William Golding. Sa majesté des mouches.

7.1.10

C'est jeudi !

"Veux-tu que je fasse une tarte à la rhubarbe ?
-Jonas et moi avons la rhubarbe en horreur.
-C'est pourtant elle qui a les plus jolies couleurs; rien n'est plus ravissant sur les étagères que la confiture de rhubarbe.
-Fais-la pour les étagères alors. Mais pour moi une tarte aux pissenlits.
-Nous aurons une salade printanière au menu, annonça-t-elle.
-Nous mangeons les saisons. Nous mangeons le printemps et l'été et l'automne."
Shirley Jackson. Nous avons toujours habité le château.

Avec Madame Gâ, nous avons en commun bien plus que notre goût pour les umeboshis ou pour le livre de Shirley Jackson. Nous avons également le même penchant pour le courrier et c'est pour cela que, tous les jeudis, nous partageons cette boîte aux lettres.

(Notre webmaster dit qu'y laisser des commentaires est à nouveau possible... ne vous en privez pas !)

6.1.10

Dans la ville

"Cela faisait un mois à peine que j'étais à Tokyo, pourtant, j'avais l'impression d'y vivre depuis des années, tant le paysage urbain m'était devenu familier.
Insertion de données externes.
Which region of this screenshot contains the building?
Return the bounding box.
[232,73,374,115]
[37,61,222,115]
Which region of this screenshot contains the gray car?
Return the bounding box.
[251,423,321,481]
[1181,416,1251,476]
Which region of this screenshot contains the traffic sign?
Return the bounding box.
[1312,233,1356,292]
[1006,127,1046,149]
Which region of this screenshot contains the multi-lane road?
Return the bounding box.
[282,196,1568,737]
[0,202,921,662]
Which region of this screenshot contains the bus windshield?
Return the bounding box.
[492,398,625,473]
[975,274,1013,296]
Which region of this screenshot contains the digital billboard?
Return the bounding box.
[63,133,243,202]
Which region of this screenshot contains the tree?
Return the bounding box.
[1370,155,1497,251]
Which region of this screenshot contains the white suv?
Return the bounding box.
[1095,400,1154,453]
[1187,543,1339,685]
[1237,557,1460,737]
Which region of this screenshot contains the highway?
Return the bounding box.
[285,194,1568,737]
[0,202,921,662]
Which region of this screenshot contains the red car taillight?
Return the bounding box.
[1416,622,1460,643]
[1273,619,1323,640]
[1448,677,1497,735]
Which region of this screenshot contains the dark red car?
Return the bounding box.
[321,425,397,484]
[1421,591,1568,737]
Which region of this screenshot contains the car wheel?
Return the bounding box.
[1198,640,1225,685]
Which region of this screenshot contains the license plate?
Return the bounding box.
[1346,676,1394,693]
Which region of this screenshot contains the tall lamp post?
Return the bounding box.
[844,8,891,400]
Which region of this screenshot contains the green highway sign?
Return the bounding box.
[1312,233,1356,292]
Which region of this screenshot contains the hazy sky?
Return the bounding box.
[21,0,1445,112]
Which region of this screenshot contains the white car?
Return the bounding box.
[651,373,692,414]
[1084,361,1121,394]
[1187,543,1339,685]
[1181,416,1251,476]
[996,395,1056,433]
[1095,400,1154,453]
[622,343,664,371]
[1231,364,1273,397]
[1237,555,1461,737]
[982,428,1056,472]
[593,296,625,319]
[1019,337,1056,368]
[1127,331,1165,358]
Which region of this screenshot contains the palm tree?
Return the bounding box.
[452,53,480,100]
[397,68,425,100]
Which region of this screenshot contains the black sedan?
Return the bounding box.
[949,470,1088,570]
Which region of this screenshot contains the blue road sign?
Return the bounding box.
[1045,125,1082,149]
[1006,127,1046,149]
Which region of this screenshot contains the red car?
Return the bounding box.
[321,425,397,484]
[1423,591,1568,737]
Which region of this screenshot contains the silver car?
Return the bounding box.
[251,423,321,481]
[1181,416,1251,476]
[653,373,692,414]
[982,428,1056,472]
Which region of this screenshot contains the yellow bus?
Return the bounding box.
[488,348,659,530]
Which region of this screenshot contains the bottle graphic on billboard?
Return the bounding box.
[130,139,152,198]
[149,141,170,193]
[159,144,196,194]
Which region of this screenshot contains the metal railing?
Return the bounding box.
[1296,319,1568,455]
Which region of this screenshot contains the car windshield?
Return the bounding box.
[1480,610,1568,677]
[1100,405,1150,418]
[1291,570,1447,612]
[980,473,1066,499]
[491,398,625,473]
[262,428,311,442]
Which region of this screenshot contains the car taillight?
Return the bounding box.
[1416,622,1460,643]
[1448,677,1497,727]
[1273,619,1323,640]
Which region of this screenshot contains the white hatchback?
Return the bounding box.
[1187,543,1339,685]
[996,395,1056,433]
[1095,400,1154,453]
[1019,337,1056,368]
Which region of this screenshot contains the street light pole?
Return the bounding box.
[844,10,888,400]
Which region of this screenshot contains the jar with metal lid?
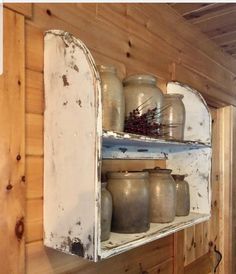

Je connaissais si bien ce quartier que si quelqu'un m'avait salué, je n'aurais pas été autrement surpris. Je ressentais même une certaine nostalgie à la vue de la vieille boîte à lettres au coin de la rue, des pancartes aux couleurs écaillées, des bosquets touffus de chênes-lièges qui dépassaient des haies des propriétés privées. Les klaxons des voitures, les conversations des ménagères avec leurs voisines devant les portes arrière des maisons, les cris des corbeaux perchés côte à côte sur les lignes électriques, un piano sur lequel quelqu'un faisait ses gammes...
Tous ces sons se mêlaient pour composer le bruit de fond d'un quartier qu'il me semblait connaître depuis longtemps.

J'achetai un journal au kiosque devant la gare, le mis sous mon bras et passai le portillon d'entrée. Sur le quai s'allongeaient les ombres des rares passagers qui attendaient le train. Je me faufilai entre elles, en direction de la rame de tête.
Le train entra doucement en gare, m'avala en silence avec les autres passagers. A l'intérieur de la rame, les gens se tenaient debout, à distance respectueuse les uns des autres, les regards s'évitaient avec une extraordinaire constance, chacun centré sur son propre univers. Levant les yeux, je m'agrippai à la courroie de cuir suspendue près de l'entrée et, imitant les habitants de la capitale, attendis, silencieux et immobile, que le train arrivât à Shibuya. Je m'étais habitué à vivre au milieu d'une foule paisible qui respectait les règles sans protester. Je me sentais vraiment faire partie de Tokyo."
Hitonari Tsuji. L'arbre du voyageur.

3.1.10

Une théière de sobacha et les conseils de Georges Orwell


"Si vous cherchez thé dans le premier livre de cuisine venu, vous constaterez probablement qu’il n’est pas mentionné ou, tout au plus, vous trouverez quelques lignes d’instructions peu précises qui ne donnent aucune règle de conduite sur plusieurs des points les plus importants.

C’est curieux, non seulement parce que le thé est l’un des principaux piliers de la civilisation dans ce pays, aussi bien qu’en Irlande, en Australie et en Nouvelle Zélande, mais aussi parce que la meilleure façon de le faire est l’objet de controverses.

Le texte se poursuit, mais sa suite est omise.